For nearly two decades, visitors to the Beguiling, the charmingly overstocked comic-book emporium in the heart of Toronto’s Mirvish Village, would often be greeted by the sight of long-time owner Peter Birkemoe sitting in his “office” – perched behind his computer, at the first-floor cash register, surrounded by the ever-encroaching comics, artworks, ‘zines and other ephemera that have made it the most important comic-book store in Canada, and one of the greatest in the world.
“I’ve spent more of my life, hour-wise, awake, in this room, than I’ve spent in any [other] building,” Birkemoe said one morning earlier this month, as he took a break from preparing for the store’s last day, on Tuesday. He laughed, quietly, as if realizing this for the first time. “That will be sad.”

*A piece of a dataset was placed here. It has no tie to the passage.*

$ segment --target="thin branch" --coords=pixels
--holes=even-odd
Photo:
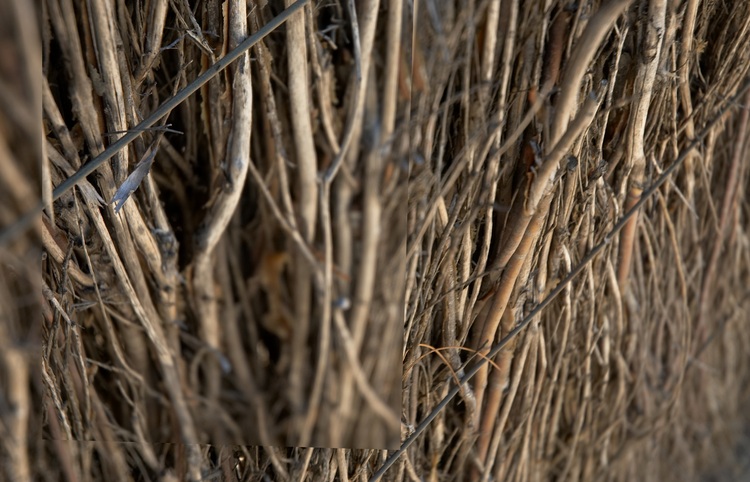
[[[266,25],[264,25],[263,28],[258,30],[256,34],[251,35],[250,37],[245,39],[236,49],[232,50],[227,55],[219,59],[215,64],[213,64],[205,72],[203,72],[200,76],[198,76],[198,78],[196,78],[193,82],[191,82],[187,87],[182,89],[175,96],[169,98],[169,100],[167,100],[161,106],[159,106],[159,108],[156,109],[150,116],[148,116],[140,124],[135,126],[133,130],[128,131],[127,134],[119,138],[114,144],[110,145],[101,154],[99,154],[94,159],[86,163],[73,176],[69,177],[62,184],[57,186],[52,193],[52,200],[55,201],[59,199],[60,196],[62,196],[70,188],[72,188],[73,186],[81,182],[82,179],[85,179],[86,176],[88,176],[89,174],[97,170],[99,166],[101,166],[106,161],[111,159],[118,152],[120,152],[123,148],[125,148],[125,146],[127,146],[134,139],[140,136],[144,129],[147,129],[153,126],[159,121],[159,119],[161,119],[165,115],[168,115],[172,111],[172,109],[180,105],[191,94],[195,93],[203,85],[208,83],[208,81],[211,80],[213,77],[215,77],[216,74],[218,74],[219,72],[227,68],[229,64],[231,64],[232,62],[240,58],[242,54],[244,54],[253,45],[255,45],[255,43],[259,42],[260,40],[265,38],[268,34],[273,32],[276,28],[279,27],[279,25],[281,25],[287,19],[289,19],[289,17],[292,14],[294,14],[294,12],[296,12],[297,10],[305,6],[305,4],[308,1],[309,0],[297,0],[297,2],[294,5],[292,5],[291,7],[287,8],[282,13],[274,17],[273,20],[271,20]],[[36,217],[43,210],[44,210],[44,203],[40,202],[36,206],[36,208],[24,214],[15,224],[9,226],[8,228],[3,229],[0,232],[0,246],[5,246],[11,239],[22,234],[24,230],[26,230],[28,226],[34,222],[34,219],[36,219]]]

Countless obituaries were written about Honest Ed’s, the discount department store that anchored Mirvish Village, an eclectic block of art studios, restaurants and other small businesses, in the days before the brightly lit retailer shut its doors on Dec. 31, the result of a redevelopment that will significantly alter the southwest corner of Bathurst and Bloor in the coming years. The Beguiling, at least to its customers, is as vital an institution.
Since the store moved into its current home more than 20 years ago, it has served as a sort of clubhouse for many in the city’s comics community. It will survive, in name and in spirit, in a different form – a new location, on College Street, on the edge of Kensington Market, opened last month – but at the same time one can’t help but feel a sense of an ending, that a chapter is coming to a close.
“It will definitely be hard to have that feeling of something just so densely packed with history,” said the comics artist Michael DeForge. “I’m sure the new location will eventually get as lived in, and accumulate that history as it goes on, but that’s going to be a hard thing to get back again.”